10.1.09

on parties: things i've absolutely no use in hell for but don’t have the courage to throw in the trash just yet


by Samuel Saint Thomas.

Three times today I’ve tripped over the first step on the stairs. It sticks out in front of the bathroom door. My feet are too big for my house. Yet, I pride myself in it, having the smallest carbon footprint in the neighborhood at just over 900 square feet. No McManor here. I can reach everything in the kitchen in one step. I can see out the windows on all four sides of the house by spinning in a circle. From my bed I can see all of my books I have yet to read. Noisy water closet business is not a private matter.

Small houses are a sacrifice. No room for salt and pepper collections, my late mother’s afghan blanket habit, Bon Jovi videos or anything at all that would fall in the box labeled “Things I have absolutely no use in hell for but don’t have the courage to throw in the trash just yet.” And so it goes, I’m off the hook. Forced minimalism. Spared of the head-pain from fabricating justifications for why the pine slab clock Uncle Tim made for Mom and Dad on their Fiftieth Anniversary is not hanging on my wall. “I thought you could use this,” Mom said.

Which brings me to the idea of parties. Having little space, I often long for grand parties with separate social germination areas for wine consumption, labeled cheese slicing, spirited dancing, strip poker, and philosophic exchange. Perhaps individual rooms for Descartes, Plato, and Immanuel Kant. Yet, I’ve come to realize that small imposes on me socially the way that it does with stuff. In any extended group of possible guests there’s always a good many that, while cleaning up, I wonder how they got on the list.

I had hoped that perhaps this time, someone, one person would not bring Merlot. I wished that this time Suzy would not be wearing her sweater with snowflakes, Bob would dispense with his jokes about big and little boobs, Joy would not get another damn promotion, Jake would not, every single fucking time, correct Mary’s stories and would bring more alcohol than they drink. That Joe would bring his own date instead of sharing so willingly with everyone else’s, and those pants? Please say it isn’t so.

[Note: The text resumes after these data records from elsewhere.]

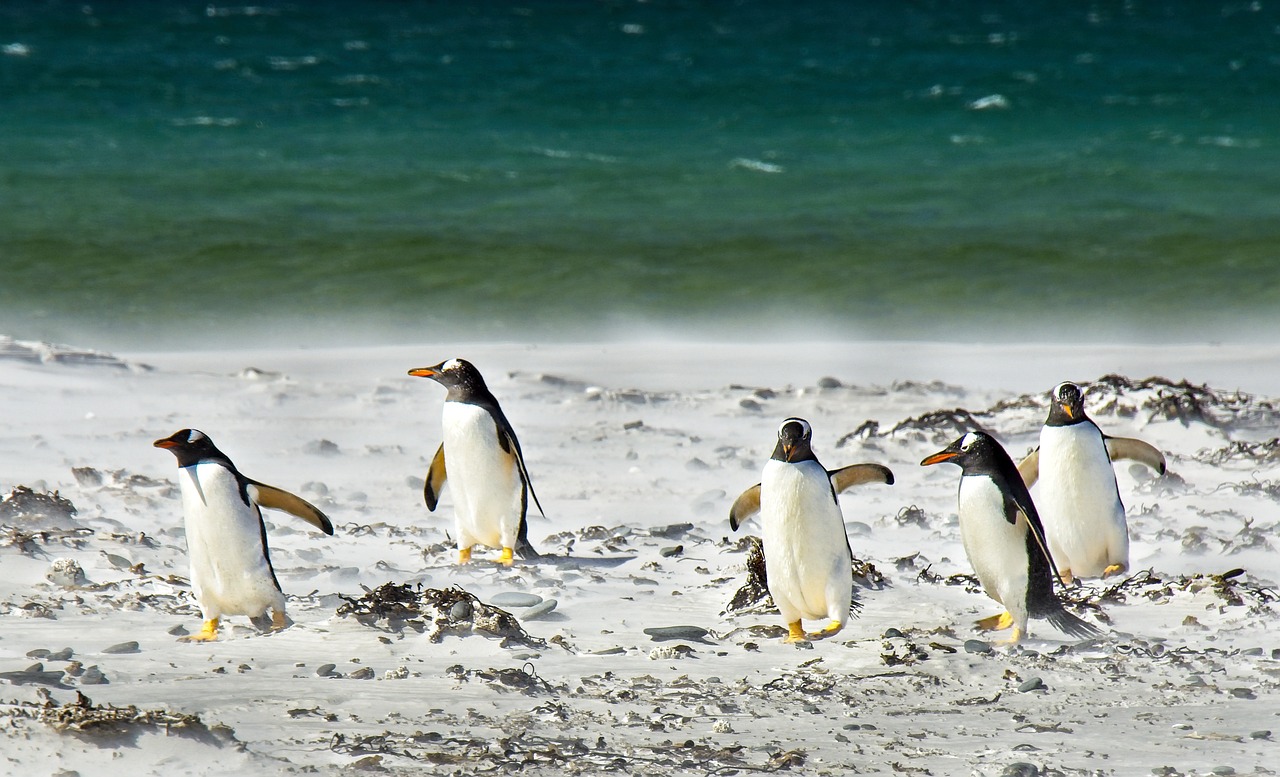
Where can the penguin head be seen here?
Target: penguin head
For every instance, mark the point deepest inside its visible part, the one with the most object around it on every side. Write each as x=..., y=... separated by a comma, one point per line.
x=191, y=446
x=1066, y=405
x=458, y=375
x=795, y=438
x=974, y=451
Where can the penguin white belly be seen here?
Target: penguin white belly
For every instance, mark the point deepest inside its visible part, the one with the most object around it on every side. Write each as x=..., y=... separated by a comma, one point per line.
x=484, y=478
x=1078, y=501
x=996, y=548
x=805, y=547
x=229, y=572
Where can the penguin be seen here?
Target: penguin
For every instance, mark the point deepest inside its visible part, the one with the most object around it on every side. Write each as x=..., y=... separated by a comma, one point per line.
x=1079, y=499
x=807, y=553
x=484, y=465
x=231, y=565
x=1004, y=539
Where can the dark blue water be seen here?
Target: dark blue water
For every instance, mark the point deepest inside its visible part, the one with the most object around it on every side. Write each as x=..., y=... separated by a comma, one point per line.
x=391, y=170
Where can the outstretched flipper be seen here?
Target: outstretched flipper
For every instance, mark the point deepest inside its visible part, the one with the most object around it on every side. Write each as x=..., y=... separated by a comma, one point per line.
x=435, y=476
x=274, y=498
x=744, y=507
x=1134, y=449
x=846, y=478
x=1029, y=467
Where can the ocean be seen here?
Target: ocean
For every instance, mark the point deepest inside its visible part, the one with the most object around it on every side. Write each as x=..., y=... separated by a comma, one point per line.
x=200, y=176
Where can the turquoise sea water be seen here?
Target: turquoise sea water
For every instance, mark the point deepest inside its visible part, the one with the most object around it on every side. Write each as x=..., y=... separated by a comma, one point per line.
x=330, y=172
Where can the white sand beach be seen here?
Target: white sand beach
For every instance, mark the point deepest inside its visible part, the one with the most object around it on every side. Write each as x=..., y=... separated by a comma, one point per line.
x=636, y=451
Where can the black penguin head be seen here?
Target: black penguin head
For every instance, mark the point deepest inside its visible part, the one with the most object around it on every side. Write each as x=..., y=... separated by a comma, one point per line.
x=1066, y=405
x=976, y=451
x=458, y=375
x=191, y=446
x=795, y=439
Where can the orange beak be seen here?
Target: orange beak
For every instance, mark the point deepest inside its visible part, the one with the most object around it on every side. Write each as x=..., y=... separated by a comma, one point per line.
x=937, y=458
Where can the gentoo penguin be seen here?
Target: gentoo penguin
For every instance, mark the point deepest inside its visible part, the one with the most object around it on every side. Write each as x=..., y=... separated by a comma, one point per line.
x=1004, y=539
x=807, y=553
x=485, y=466
x=231, y=566
x=1078, y=496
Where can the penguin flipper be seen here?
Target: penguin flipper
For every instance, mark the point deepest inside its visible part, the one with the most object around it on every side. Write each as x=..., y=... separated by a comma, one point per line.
x=846, y=478
x=744, y=507
x=1029, y=467
x=1134, y=449
x=274, y=498
x=511, y=446
x=435, y=476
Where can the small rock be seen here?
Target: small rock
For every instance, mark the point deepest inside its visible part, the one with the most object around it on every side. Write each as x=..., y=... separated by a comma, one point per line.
x=661, y=634
x=92, y=676
x=515, y=599
x=539, y=609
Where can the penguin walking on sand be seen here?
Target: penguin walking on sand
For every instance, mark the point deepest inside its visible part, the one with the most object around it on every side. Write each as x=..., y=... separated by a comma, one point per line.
x=231, y=566
x=1078, y=494
x=1004, y=539
x=484, y=465
x=807, y=553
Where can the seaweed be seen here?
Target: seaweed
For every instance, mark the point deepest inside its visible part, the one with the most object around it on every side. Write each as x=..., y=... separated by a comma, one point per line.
x=438, y=612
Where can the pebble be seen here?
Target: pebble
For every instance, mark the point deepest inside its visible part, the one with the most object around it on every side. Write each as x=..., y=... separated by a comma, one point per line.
x=661, y=634
x=539, y=609
x=515, y=599
x=92, y=676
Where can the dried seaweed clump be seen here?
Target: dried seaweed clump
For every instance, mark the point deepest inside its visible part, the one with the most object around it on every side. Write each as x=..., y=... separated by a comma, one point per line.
x=438, y=612
x=570, y=755
x=754, y=594
x=1232, y=588
x=85, y=718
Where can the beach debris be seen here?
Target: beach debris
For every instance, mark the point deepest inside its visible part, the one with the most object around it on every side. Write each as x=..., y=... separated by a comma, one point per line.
x=65, y=572
x=37, y=510
x=437, y=612
x=113, y=725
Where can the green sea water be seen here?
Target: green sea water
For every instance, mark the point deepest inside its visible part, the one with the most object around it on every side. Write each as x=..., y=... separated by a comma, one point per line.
x=202, y=174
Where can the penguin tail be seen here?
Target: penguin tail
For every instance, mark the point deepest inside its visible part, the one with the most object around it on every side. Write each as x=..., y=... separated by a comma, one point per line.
x=1072, y=625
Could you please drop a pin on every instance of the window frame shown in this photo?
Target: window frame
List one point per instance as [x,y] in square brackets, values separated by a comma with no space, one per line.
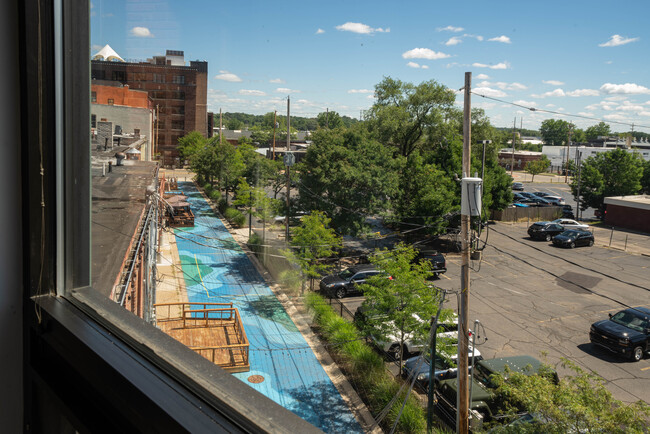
[85,354]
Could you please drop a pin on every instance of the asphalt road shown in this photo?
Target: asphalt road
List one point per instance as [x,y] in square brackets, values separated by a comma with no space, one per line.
[533,298]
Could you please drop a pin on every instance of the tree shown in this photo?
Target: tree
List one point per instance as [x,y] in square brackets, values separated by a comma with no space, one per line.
[404,113]
[400,307]
[645,179]
[348,176]
[313,241]
[555,131]
[538,166]
[577,403]
[190,144]
[594,131]
[612,173]
[329,119]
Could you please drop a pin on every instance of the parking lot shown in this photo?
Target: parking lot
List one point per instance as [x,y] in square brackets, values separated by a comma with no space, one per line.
[534,298]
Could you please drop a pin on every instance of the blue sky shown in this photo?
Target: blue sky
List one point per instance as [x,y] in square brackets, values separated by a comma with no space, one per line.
[589,58]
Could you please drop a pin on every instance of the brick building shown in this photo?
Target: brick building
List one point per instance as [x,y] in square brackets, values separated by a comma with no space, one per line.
[179,94]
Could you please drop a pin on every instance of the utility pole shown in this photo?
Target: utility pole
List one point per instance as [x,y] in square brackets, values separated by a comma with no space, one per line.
[275,113]
[512,161]
[462,402]
[286,218]
[568,148]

Maybe next time I’ll cut my guest list. I’ll blame it on the chairs. Five because that’s how many are around my table. Six when I fix the one upstairs. The one that Brenda broke after six vodkas. That’ll be my fabrication of the justification for selective social engineering. So five it is. Better yet, maybe in guilt free pragmatism, I’ll simply enjoy the bliss of the small carbon footprint party. I’ll be helping to save the world. I don’t like poker anyway and certainly have no use for all that Cartesian rationalism. One can always find space to dance.